2) g++ support was missing in the early days when i employed coroutines (clang 9 was just released), but even clang 10 compiler produced wrong code, when using suspended lambda functions. I use lambdas a lot, and as suspended functions spoil the code base, lambdas inevitably become spoiled too. So, it was just occasional SIGSEGV or wrong values. There was a workaround to move 100% of the lambda body to a separated function and then call it from lambda, but it destroys all lambda beauty.

I moved to chinese libgo (can be found on github). I don't use syscall interceptors it offers, I just use cooperative scheduler it provides, along with synchronization primitives it offers. It's stackful cooperative multitasking which keeps all yummy things. And yes, it seemingly performs slightly better in my case. And yes, i had to patch it slightly.

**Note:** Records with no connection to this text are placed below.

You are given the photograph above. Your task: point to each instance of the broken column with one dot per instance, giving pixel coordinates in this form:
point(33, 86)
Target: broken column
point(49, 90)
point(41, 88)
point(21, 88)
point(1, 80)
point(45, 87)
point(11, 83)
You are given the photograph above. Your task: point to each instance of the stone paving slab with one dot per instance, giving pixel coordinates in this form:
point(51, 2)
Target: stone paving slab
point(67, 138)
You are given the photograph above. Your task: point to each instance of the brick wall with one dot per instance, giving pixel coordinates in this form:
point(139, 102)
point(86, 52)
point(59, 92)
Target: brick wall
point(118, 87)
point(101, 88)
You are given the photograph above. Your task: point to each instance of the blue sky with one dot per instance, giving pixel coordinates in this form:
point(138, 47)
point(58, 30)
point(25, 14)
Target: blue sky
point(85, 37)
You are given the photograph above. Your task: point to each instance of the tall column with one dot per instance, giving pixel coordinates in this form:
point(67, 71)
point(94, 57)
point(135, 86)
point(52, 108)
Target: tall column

TLDR: dropped c++ stackless coroutines in favor of stackful coroutines (cooperative stack switching), what a relief!

3 comments

Having only briefly looked through the code base of libgo. It looks like they use boost::context, which is the only good stackful coroutines implementations I've come across. Not being familiar with your project I'm slightly confused about the statement of "hundreds of thousands of short-lives micro-tasks". This is usually a no-go in case of stackful coroutines, as you would waste too much memory as well as have a lot of overhead.

Regarding your debugging issues. I'd be surprised if this doesn't improve over the next year or two. Clang afaik isn't even fully compatible with the final version of coroutines yet. Microsoft has done a lot of work on the compiler itself. I'd assume that Visual Studio will likely ship improvements once they release VS2022(?). Of course these are only guesses from my side.

Summing it up it sounds to me like you suffered from the curse of being an early adopter. It would be interesting to see if you'd have less issues once tooling and compiler support has improved enough.

I have an internal scheduler which prevents spawning too many of them. In any case, it's only stack & context allocation (and freeing) which is not that CPU expensive at my rate (does not show in profiler too much). Also, multiple concurrent processes in worst cases use much virt memory, because of stack allocations, not much resident memory in fact.

> once compiler support has improved enough

I give it min 5 years. It's already few year since it was in clang. I don't believe it will be fixed soon in gdb/lldb. You need to introduce many non-generic things: at least new stack chaining debug information for proper call-stacks, which is (and will!) be threadpool-implementation specific, because otherwise it should be part of standard, part of compiler implementation which is even worse. With local vars it's slightly easier however.

it does not look like it's using boost::context. At least I never saw it in runtime. It's using its own asm routines for save/restore the context.
As far as I can tell the developer is using Fibers on Windows and boost::context on all other operating systems. You can see that he has a forward declaration in "libgo/context/fcontext.h" and then links against the respective boost assembly files in the CMakeLists.txt.
Ah, correct. He's using asm files for fcontext from boost.context. Looks like those are copied into his tree from boost during build phase, and those files were the only I found. Thanks for pointing out. I maybe will need to test it on ARM one day, now I have peace of mind regarding ARM.
> chinese libgo

I believe you mean this one? :

libgo -- a coroutine library and a parallel Programming Library

https://github.com/yyzybb537/libgo

(no information about the main contributor unfortunately)

yes
Well, they have been central to WinRT since the early days, and it was Microsoft input that largely contributed to the design.

So more an issue of tooling than anything else.